As has now been revealed by the leak of these cables, many poor countries were victims of bullying and bribery as the United States used its power to force other countries to support the so-called Copenhagen climate accord, a non-binding statement that does nothing to stop the perilous course of continued global climate change. (Fidel Castro, Humanity’s Right to Life, PSLWeb.org, Dec. 16, 2009)
According to an article in the British newspaper The Guardian, “The U.S. diplomatic cables reveal how the U.S. seeks dirt on nations opposed to its approach to tackling global warming; how financial and other aid is used by countries to gain political backing; how distrust, broken promises and creative accounting dog negotiations; and how the U.S. mounted a secret global diplomatic offensive to overwhelm opposition to the controversial ‘Copenhagen accord,’ the unofficial document that emerged from the ruins of the Copenhagen climate change summit in 2009.”
Why won’t the U.S. government go along with binding targets for emissions reductions?
Developing nations, such as China and India, are blamed by the United States for the deepening crisis. But, in fact, the United States, with just 5 percent of the world’s population, is responsible for 25 percent of greenhouse gases, the most of any country.
The primary source of carbon and other greenhouse gas emissions is the consumption and burning of fossil fuels. The bulk of these come from energy industry emissions and from the use of private automobiles. The energy and auto industries have fought to oppose any controls on carbon emissions because this would cut into their profits.
Meanwhile, developing countries bear more than nine-tenths of the costs of climate change, including an annual death toll of 300,000 from weather-related disasters, and economic losses amounting to $12 billion per year.
‘Expand or die’ will kill the environment
Capitalism—the economic system shared by most countries at the conference—is driven by the quest for short-term gain. “Expand or die” is a primary mantra.
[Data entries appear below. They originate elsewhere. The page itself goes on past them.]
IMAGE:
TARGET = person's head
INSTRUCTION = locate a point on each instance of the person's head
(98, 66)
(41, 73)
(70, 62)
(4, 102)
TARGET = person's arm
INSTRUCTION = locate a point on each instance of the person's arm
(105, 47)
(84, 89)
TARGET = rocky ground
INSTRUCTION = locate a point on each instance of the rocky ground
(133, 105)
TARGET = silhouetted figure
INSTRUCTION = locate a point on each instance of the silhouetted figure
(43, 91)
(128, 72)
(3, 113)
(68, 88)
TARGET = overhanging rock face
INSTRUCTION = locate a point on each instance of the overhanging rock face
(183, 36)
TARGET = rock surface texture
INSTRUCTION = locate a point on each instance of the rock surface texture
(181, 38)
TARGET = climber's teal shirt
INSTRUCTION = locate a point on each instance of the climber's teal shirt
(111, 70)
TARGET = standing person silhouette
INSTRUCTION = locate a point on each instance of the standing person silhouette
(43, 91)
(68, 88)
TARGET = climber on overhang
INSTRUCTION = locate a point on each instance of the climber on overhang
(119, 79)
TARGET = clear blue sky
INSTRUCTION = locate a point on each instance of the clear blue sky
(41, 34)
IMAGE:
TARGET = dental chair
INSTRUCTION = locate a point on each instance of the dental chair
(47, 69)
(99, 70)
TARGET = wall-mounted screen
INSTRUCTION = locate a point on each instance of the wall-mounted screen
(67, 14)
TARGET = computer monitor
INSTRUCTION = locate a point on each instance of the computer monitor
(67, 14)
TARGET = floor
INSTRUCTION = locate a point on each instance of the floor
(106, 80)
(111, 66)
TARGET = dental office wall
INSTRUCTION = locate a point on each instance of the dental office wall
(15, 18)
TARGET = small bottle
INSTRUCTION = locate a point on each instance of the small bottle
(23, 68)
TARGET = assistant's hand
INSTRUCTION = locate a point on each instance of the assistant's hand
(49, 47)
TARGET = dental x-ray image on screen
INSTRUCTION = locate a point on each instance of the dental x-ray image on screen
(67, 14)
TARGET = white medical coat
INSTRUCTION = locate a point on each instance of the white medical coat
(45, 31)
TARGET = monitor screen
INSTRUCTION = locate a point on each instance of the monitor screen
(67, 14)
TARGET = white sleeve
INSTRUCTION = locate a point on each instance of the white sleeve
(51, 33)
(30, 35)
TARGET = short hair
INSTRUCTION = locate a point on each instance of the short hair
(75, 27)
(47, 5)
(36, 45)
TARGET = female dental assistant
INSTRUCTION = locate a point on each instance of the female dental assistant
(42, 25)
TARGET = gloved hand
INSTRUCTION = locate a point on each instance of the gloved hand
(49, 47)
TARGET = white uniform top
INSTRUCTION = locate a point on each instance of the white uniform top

In the relentless competition that characterizes the system, no individual capitalist—or capitalist government representing the interests of its “own” capitalist class—is willing to accept a plan that would put it at a relative disadvantage vis-á-vis other capitalists. Capitalists in the United States want to be free to create as many emissions as they want in their pursuit of ever-increasing profits. Thus, the United States will go to any length to stymie any international agreement that would impose binding targets, especially an agreement that puts the onus for reducing emissions on the richest nations, those that created the crisis in the first place through unfettered capitalist development.
It is high time for these destroyers of the planet to be put out of commission and for global capitalism to be replaced with a rational, planned socialist economy that will put the needs of people and the planet first.